In occasione dell’asta della Collezione Cuneo, è stata fondamentale la collaborazione con Kruso Kapital S.p.A, del Gruppo Banca Sistema, di cui fa parte anche Art-Rite dal 2022. Grazie alla scelta di accogliere la raccolta nel servizio di art lending, denominato Art-Kredit e di cui abbiamo parlato in quest’articolo, i francobolli acquisiscono a tutti gli effetti lo status di asset alternativo. Questa nuova possibilità di investimento per gli appassionati è stata resa possibile anche grazie alla storica Auction Gallery, esperta di filatelia.

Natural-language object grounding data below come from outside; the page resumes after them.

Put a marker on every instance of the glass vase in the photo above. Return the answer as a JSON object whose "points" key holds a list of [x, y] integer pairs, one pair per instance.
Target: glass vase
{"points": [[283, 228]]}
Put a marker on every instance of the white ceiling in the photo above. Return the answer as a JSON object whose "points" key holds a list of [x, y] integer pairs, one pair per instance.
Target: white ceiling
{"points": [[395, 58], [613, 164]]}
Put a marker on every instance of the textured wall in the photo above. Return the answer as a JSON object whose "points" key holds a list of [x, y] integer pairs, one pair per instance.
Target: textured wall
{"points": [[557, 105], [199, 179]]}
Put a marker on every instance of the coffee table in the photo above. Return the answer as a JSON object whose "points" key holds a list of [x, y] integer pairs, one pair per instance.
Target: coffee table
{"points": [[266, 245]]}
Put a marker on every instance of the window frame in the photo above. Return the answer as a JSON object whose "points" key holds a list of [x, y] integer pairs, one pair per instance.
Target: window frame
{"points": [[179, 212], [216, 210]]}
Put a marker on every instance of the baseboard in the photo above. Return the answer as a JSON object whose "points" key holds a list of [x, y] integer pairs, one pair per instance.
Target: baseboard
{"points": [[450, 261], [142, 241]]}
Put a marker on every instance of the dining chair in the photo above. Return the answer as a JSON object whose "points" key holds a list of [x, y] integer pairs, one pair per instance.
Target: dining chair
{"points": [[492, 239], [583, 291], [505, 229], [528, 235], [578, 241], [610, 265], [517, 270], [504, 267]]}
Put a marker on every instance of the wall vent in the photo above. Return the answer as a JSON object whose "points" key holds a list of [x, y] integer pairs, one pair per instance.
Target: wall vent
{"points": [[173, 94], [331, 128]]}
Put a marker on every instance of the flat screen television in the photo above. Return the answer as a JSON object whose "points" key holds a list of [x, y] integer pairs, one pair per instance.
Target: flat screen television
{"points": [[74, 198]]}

Con l’idea di allargare i propri orizzonti e fornire sempre nuove strade, Art-Rite propone una selezione della vasta raccolta di filatelia della Collezione Cuneo. Come parte attiva della società nel corso del Novecento, l’omonima famiglia è stata un punto di riferimento nel contesto socio-economico italiano. «La passione per i francobolli, così come quella per i dipinti, gli orologi o le pietre preziose, è nata durante la mia infanzia, ed è stata approfondita poi nel corso degli anni», ha affermato Cuneo.

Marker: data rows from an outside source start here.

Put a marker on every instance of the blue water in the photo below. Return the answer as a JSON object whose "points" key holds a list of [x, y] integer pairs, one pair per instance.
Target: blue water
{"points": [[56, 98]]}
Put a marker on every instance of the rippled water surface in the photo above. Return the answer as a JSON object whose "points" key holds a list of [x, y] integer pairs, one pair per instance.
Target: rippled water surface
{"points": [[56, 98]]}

Gli stessi curiosissimi lotti, all’asta il 22 febbraio, raccontano la storia dell’Italia fin dai suoi albori. Dagli Antichi Stati italiani al Regno d’Italia, fino alle Colonie, la Repubblica Sociale, le Occupazioni e la Repubblica italiana. La loro rarità è data dal periodo di emissione e dalla tiratura. Tra gli altri fattori fondamentali che entrano in ballo anche la colorazione, in alcuni casi ancora brillante, e lo stato di conservazione. «Per valutare correttamente un francobollo, in previsione di una futura asta, è essenziale ottenere una certificazione», spiega Luca Gazzi, AD di Auction Gallery e organizzatore per Art-Rite della prima asta di filatelia della maison milanese. Da chi ottenerla? Da periti indipendenti o associazioni di periti.
Nella varietà dei soggetti presentati da Art-Rite, compaiono pezzi già noti e altri di incredibile rarità. Un esempio è il francobollo arancione da 80 cent del Governo Provvisorio di Parma del 1859 (lotto 16), l’unico perfetto dei tre esemplari esistenti, base d’asta su richiesta. Presente anche un raro pezzo 1/2 tornese azzurro Trinacria (lotto 8), quotato tra i 120 mila e i 150 mila euro. Tra gli altri lotti eccezionali anche il listino con il 10 cent frazionato diagonale frazionato per assolvere la tassazione. Si tratta dell’unico esemplare di questo valore presente nel periodo del Governo Provvisorio delle Marche (lotto 61), stimato tra i 150 mila e i 190 mila euro. A completare la selezione anche quattro gemme degli Antichi Stati Italiani, presentati con trattativa privata.